Member of the Council of the District of Columbia Ward 8
- In office January 2, 1977 – January 2, 1993
- Preceded by: James Coates
- Succeeded by: Marion Barry

Personal details
- Born: Wilhelmina Jackson September 27, 1916 Portsmouth, Virginia, U.S.
- Died: February 14, 2006 (aged 89) Washington, D.C., U.S.
- Party: Democratic
- Spouse: Calvin Rolark
- Education: Howard University (BA, MA) Terrell Law School (LLB)

= Wilhelmina Rolark =

American politician

Wilhelmina Jackson Rolark (September 12, 1916 – February 14, 2006) was a Democratic politician and activist in Washington, D.C. She was elected to represent Ward 8 on the Council of the District of Columbia in 1976 and served four terms.

Rolark was president of The Washington Informer, a weekly newspaper in Washington, D.C., founded by her husband, Calvin W. Rolark, Sr., in 1964. The paper is now published by her stepdaughter, Denise Rolark Barnes.

==Political career==
In 1974, after the passage of the District of Columbia Home Rule Act created the Council of the District of Columbia, Rolark ran to be the first Ward 8 member. She lost the Democratic primary to James Coates by fewer than 100 votes and later announced that she would run a write-in campaign against him in the November election. Her campaign was unsuccessful.

Rolark came back in 1976 (the first Ward 8 term after the council's creation was only two years) and defeated Coates in the primary. He in turn launched his own write-in campaign for November, which was also unsuccessful.
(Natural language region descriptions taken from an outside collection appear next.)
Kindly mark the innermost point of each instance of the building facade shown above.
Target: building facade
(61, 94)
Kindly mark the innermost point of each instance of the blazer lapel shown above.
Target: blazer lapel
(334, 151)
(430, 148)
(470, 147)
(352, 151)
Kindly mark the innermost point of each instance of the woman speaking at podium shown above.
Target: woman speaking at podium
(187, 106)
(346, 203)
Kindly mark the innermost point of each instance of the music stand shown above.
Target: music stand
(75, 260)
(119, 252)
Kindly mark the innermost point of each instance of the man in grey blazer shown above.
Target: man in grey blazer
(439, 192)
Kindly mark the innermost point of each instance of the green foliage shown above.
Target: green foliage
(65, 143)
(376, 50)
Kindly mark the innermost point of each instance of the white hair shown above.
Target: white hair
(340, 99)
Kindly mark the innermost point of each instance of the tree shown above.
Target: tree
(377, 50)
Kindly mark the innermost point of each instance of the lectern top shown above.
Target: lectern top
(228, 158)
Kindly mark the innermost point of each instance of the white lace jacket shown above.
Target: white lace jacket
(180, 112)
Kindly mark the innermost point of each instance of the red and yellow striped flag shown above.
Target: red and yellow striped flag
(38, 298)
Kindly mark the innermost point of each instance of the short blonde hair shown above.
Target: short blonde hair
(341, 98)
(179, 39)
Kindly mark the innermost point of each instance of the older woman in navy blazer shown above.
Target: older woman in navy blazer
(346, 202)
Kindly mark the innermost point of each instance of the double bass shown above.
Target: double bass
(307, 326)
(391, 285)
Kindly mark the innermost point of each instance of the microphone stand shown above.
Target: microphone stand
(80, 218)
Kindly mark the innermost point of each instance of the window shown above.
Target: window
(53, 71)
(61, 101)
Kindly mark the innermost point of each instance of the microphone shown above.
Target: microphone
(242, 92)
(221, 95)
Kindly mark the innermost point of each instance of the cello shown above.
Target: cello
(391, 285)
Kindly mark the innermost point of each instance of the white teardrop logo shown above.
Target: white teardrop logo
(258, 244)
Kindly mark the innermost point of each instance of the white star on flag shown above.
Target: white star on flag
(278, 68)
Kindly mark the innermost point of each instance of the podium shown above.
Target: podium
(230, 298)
Rolark became Ward 8 council member on January 2, 1977. She went on to be reelected in 1980, 1984, and 1988.

While on Council, she played a key role in getting Oxon Run Park built. Planning for the park had started in 1975, but the master plan was prepared through the joint efforts of Rolark, and the District's Department of Recreation and Environmental Services. In the fall of 1983, Councilmember Rolark's office organized a series of neighborhood meetings to give Anacostia residents an opportunity to review a preliminary version of the plan and work eventually began in October of 1984.

In 1992, former mayor Marion Barry, recently released from prison, challenged Rolark in the Democratic primary and won in a 3-to-1 landslide. Rolark's time on the council came to an end on January 2, 1993, after 16 years.